The Raps can make a run at the conference crown, hope they win it and cross their fingers that a clearer path in the East is more desirable to Leonard than the heavyweight tournament in the West. If they can’t, they will clear cap space and be positioned for an overhaul that was inevitable.
The Lakers? Either they believe Leonard is a lock to come next summer, or they don’t see him as the ultimate prize anyway. The summer of 2019 will offer a buffet of free-agent options, from Kevin Durant to Jimmy Butler to Klay Thompson. And L.A. will have LeBron James locked in, something they couldn’t say when free agency opened this year.
But if they lose out on Leonard, will there be any (non) buyer’s remorse? Remember – this Raptors package is far from a haul. Would Brandon Ingram, Josh Hart and a lottery protected pick have gotten the Spurs attention? Was clinging to Ingram – a sinewy young scorer who nearly doubled his scoring average in his second season – worth passing on an aggressive run at Leonard?
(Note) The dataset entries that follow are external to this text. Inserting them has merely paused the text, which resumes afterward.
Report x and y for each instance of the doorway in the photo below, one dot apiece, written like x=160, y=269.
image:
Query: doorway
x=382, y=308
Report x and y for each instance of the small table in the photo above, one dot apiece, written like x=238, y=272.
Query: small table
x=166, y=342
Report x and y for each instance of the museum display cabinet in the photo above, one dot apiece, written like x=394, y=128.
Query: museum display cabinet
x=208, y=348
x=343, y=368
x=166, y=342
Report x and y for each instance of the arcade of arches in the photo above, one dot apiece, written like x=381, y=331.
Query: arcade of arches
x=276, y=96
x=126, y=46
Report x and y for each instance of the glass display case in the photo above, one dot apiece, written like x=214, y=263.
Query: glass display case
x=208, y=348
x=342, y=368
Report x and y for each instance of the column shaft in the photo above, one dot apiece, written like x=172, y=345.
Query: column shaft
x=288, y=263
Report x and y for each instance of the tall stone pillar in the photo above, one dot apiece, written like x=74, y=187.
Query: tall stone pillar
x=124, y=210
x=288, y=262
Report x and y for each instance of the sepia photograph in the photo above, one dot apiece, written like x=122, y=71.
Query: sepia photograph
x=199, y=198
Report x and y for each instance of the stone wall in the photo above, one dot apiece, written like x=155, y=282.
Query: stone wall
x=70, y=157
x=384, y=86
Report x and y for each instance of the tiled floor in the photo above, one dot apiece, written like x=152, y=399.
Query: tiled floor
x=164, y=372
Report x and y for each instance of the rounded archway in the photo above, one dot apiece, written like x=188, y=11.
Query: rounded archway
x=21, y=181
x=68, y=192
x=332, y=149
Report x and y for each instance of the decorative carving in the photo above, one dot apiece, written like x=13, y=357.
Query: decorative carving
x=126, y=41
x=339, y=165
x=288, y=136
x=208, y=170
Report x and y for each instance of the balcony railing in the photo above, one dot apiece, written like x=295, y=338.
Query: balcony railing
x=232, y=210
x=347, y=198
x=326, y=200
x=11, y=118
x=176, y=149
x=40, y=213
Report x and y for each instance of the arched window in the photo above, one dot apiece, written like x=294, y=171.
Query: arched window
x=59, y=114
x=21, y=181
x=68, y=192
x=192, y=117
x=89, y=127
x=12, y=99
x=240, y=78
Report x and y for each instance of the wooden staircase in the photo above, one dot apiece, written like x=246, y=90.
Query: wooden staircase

Is Magic convinced that the lure of Los Angeles is enough to maximize the remaining prime years of LeBron’s career?
The Raptors’ brass recognized that a good team had crashed into the ceiling that stopped them from being great, so they plucked a potential top-five player with risks attached off another roster, which is exactly how you want a franchise in this position to operate. A year after Oklahoma City bet big that it could sell an L.A.-bound star on its organization, Toronto will try to do the same.